# Getting Ready For Beach



## SeaSalt (Apr 29, 2002)

Okay, since I'm a noob to driving on the beach, I'm going to need some pointers on where to get some of the necessary items needed. According to Maryland State Parks, I will need the following to get my ORV permit.

1. A shovel with a blade at least 6" square and a handle at least 18" long.
2. A vehicle jack sufficient to lift one wheel clear of the sand.
3. A jack support at least 12" x 12" of non-bending steel, 5/8" plywood, or 1 ½" hardwood.
4. A tire gauge with a minimum reading of 15 pounds or less.
5. A tow rope or tow strap, chain, or cable with a minimum pulling strength of 6,000 pounds and at least 10 feet long.
· ¾" minimum diameter for ropes (except nylon or dacron)
· ½" minimum diameter for nylon or dacron ropes
· ¼" minimum diameter for carbon steel cable
· 5/16" minimum diameter for chain links

I think I have a jack (one that came with the car) but where can I get a good shovel. I have seen folding one and was wondering how well they work. Also, what do most people use for tow rope?

thanks for the help.


----------



## SeaSalt (Apr 29, 2002)

does anyone know if I can buy like a ORV package at the park or local Bait and Tackle?


----------



## BubbaBlue (May 11, 2004)

SeaSalt said:


> 1. A shovel with a blade at least 6" square and a handle at least 18" long.

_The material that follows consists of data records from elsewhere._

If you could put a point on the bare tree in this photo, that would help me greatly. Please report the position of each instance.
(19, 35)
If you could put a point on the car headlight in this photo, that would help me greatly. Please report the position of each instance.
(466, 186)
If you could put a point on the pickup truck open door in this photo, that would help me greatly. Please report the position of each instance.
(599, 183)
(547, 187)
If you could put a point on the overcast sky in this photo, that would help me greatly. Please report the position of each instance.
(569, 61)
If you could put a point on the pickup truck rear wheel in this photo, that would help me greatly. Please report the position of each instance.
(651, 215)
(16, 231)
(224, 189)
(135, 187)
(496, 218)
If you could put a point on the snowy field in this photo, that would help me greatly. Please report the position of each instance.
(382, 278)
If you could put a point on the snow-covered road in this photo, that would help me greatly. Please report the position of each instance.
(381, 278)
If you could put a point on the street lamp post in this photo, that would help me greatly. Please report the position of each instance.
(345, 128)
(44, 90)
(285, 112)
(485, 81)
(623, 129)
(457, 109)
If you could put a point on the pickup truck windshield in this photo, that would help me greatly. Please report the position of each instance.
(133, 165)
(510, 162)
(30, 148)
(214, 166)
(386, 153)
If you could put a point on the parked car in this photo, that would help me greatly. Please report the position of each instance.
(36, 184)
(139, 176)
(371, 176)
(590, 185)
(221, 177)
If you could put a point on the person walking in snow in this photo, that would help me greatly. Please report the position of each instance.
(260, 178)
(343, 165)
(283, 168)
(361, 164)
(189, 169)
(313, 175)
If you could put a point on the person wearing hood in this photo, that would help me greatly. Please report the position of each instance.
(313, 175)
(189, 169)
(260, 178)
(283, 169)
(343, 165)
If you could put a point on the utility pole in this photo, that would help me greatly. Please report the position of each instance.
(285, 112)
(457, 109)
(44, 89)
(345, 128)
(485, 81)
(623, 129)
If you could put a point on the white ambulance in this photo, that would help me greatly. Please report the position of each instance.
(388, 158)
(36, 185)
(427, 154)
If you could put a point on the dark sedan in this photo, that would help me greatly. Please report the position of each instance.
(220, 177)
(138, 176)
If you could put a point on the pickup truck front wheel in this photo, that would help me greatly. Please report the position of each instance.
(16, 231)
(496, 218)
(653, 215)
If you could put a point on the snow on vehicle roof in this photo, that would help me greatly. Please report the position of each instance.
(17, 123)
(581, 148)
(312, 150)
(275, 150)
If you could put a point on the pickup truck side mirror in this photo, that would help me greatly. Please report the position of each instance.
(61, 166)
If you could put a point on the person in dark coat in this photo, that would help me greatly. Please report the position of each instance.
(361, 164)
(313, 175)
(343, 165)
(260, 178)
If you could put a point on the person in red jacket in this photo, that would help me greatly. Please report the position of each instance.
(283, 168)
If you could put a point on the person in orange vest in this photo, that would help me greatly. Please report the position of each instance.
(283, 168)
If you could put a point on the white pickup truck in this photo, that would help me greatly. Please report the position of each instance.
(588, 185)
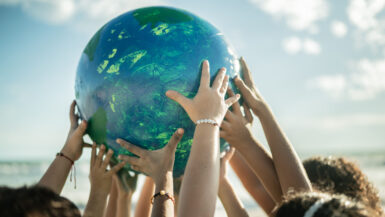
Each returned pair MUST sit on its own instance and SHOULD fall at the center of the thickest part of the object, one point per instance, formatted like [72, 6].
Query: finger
[87, 145]
[246, 73]
[136, 168]
[230, 101]
[130, 147]
[219, 79]
[99, 157]
[247, 94]
[81, 129]
[248, 116]
[116, 168]
[107, 159]
[225, 84]
[205, 77]
[73, 117]
[93, 155]
[175, 139]
[225, 125]
[236, 107]
[179, 98]
[132, 160]
[223, 134]
[229, 154]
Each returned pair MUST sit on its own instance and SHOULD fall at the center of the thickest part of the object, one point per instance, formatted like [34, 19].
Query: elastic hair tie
[314, 208]
[73, 168]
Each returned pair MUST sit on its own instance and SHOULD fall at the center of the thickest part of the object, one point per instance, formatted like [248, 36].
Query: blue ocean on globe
[129, 64]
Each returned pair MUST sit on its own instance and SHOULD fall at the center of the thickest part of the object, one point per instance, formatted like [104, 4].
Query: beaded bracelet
[207, 121]
[163, 193]
[73, 168]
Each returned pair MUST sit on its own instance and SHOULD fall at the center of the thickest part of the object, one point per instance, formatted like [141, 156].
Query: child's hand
[249, 92]
[224, 162]
[153, 163]
[73, 147]
[100, 178]
[209, 103]
[236, 129]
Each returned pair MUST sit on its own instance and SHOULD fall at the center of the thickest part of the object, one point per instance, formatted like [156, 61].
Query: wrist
[66, 151]
[98, 192]
[162, 179]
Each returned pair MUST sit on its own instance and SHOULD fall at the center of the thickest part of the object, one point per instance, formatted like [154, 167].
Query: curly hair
[35, 200]
[337, 175]
[295, 204]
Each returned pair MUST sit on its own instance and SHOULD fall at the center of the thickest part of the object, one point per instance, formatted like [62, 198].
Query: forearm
[112, 205]
[96, 204]
[287, 163]
[252, 183]
[143, 207]
[162, 206]
[200, 183]
[123, 207]
[262, 164]
[56, 175]
[230, 201]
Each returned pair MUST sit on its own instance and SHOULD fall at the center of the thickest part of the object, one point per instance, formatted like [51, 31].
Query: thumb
[81, 129]
[175, 139]
[177, 97]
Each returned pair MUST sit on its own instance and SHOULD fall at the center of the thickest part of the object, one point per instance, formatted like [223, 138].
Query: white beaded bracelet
[207, 121]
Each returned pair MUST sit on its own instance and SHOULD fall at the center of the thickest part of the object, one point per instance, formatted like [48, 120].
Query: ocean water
[19, 173]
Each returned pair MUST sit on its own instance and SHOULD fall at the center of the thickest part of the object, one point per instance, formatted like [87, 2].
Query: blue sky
[320, 64]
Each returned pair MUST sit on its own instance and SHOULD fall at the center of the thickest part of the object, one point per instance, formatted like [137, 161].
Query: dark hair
[26, 201]
[337, 175]
[296, 205]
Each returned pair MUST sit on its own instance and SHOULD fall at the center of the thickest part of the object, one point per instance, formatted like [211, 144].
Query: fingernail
[180, 131]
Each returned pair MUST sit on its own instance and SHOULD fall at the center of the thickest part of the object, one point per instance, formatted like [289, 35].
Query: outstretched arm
[200, 182]
[157, 164]
[251, 183]
[289, 168]
[226, 193]
[236, 130]
[56, 175]
[143, 206]
[101, 180]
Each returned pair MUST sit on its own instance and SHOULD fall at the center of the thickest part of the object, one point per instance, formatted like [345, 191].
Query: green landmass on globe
[131, 62]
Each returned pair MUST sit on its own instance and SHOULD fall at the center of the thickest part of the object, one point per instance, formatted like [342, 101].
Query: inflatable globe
[131, 62]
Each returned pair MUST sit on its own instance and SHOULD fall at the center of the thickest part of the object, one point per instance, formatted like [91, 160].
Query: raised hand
[209, 102]
[74, 144]
[236, 128]
[100, 177]
[249, 92]
[153, 163]
[224, 163]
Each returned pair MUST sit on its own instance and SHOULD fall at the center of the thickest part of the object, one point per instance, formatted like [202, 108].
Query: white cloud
[334, 85]
[294, 45]
[366, 81]
[311, 47]
[367, 17]
[338, 29]
[62, 11]
[299, 14]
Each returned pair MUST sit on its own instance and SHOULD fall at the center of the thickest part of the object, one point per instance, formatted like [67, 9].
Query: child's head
[35, 201]
[336, 175]
[316, 204]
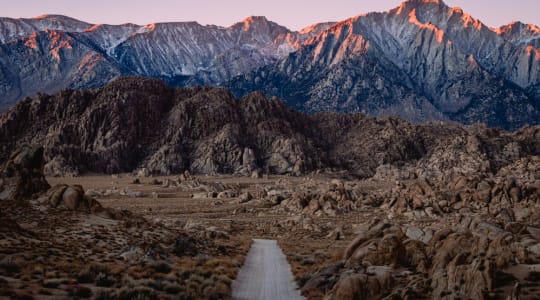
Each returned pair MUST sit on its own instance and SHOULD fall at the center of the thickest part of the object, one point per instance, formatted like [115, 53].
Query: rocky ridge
[61, 243]
[52, 52]
[134, 124]
[422, 61]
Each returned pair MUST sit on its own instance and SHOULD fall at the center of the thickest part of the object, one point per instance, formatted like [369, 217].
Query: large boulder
[71, 198]
[21, 176]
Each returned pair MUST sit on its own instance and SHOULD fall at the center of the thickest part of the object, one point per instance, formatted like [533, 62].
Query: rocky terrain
[455, 218]
[61, 243]
[144, 126]
[52, 52]
[422, 61]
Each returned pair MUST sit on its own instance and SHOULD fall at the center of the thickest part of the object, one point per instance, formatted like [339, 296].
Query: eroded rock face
[71, 198]
[143, 124]
[21, 176]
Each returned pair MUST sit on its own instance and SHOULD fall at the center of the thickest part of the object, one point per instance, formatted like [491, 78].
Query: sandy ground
[266, 274]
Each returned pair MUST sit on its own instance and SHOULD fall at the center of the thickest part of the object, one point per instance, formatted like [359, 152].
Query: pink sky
[294, 14]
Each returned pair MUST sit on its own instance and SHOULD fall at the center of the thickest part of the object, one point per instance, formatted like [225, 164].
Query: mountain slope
[452, 65]
[138, 123]
[421, 61]
[33, 58]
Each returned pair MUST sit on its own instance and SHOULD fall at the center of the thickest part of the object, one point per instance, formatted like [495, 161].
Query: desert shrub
[79, 291]
[138, 293]
[99, 274]
[161, 267]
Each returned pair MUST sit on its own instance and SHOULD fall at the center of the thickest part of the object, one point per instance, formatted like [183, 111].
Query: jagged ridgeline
[136, 123]
[422, 61]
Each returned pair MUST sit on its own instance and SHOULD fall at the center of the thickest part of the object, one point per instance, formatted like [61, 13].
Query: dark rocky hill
[134, 123]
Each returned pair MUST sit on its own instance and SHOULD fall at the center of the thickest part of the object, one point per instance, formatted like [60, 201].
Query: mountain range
[136, 124]
[421, 61]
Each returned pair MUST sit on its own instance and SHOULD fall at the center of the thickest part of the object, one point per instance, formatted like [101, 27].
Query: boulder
[22, 175]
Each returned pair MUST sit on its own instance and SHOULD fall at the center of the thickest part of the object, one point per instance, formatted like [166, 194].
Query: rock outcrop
[145, 125]
[422, 61]
[21, 176]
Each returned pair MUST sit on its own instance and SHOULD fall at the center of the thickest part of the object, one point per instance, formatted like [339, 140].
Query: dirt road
[266, 274]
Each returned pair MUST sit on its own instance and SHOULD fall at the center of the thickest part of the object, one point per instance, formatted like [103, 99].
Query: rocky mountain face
[143, 124]
[421, 61]
[50, 53]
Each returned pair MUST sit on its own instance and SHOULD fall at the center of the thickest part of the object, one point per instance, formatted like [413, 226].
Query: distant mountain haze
[422, 61]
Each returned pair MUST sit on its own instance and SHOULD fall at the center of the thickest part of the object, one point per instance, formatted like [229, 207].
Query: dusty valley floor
[393, 236]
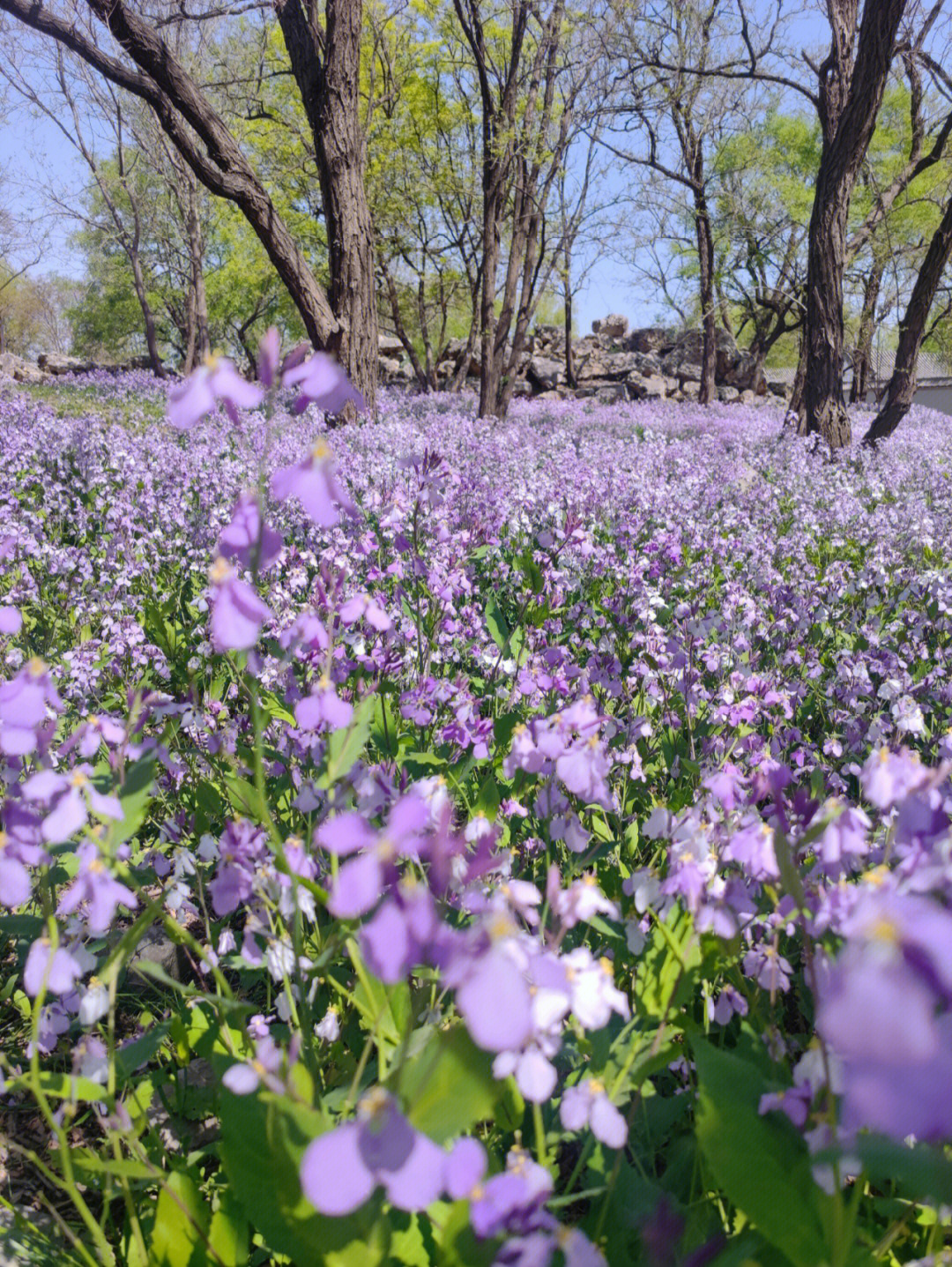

Got mine at Harbor Freight but probably will get a better one at Home Depot.



> 2. A vehicle jack sufficient to lift one wheel clear of the sand.


I got a 48" Hi-Lift jack because of all the other cool things you can do with it. On line.



> 5. A tow rope or tow strap, chain, or cable with a minimum pulling strength of 6,000 pounds and at least 10 feet long.
> 
> I think I have a jack (one that came with the car) but where can I get a good shovel. I have seen folding one and was wondering how well they work. Also, what do most people use for tow rope?


I got a snatch strap. The stretchy ones. Same pull but less chance of getting the pull vehicle stuck. Got it at Auto Zone. They got them everywhere.
.


----------



## Ryan Y (Dec 1, 2005)

*ANy big box store..*

ANy big box store such as walmart or whatever should have everything you need.
It could also give you an excuse to check out an Army/Navy Surplus store.


----------



## Fishbreath (Nov 11, 2004)

You may want to include a flashlight in your ORV kit.


----------



## SeaSalt (Apr 29, 2002)

Fishbreath said:


> You may want to include a flashlight in your ORV kit.


good call.

I should also add first aid kit to it.

Also, do you think the jack in my car will suffice or do I need certain type of jack like Bubba mentioned...


----------



## Catch This (Nov 19, 2005)

you dont think about Jumper Cables until you need them. Having left a friend stranded 6 miles from a ramp, while I went and found cables is a lesson I havent forgotten.

I now carry one of the portable jump starters that has two built in lights, and air compressor. The compressor isnt all that good but it will do in an emergency. The unit was under $100 and it provides a jump start (if ever needed again) lights, air, and even has a couple of cigarette lighter type ports for recharging or using a cell phone.


----------



## Fishbreath (Nov 11, 2004)

Catch This said:


> you dont think about Jumper Cables until you need them. Having left a friend stranded 6 miles from a ramp, while I went and found cables is a lesson I havent forgotten.
> 
> I now carry one of the portable jump starters that has two built in lights, and air compressor. The compressor isnt all that good but it will do in an emergency. The unit was under $100 and it provides a jump start (if ever needed again) lights, air, and even has a couple of cigarette lighter type ports for recharging or using a cell phone.


I have made the assumption that the jack in the vehicle should work just fine but not having used it on the beach, can't say how it'll work there. As long as there is good solid ground (wood) to place it on, it should be fine.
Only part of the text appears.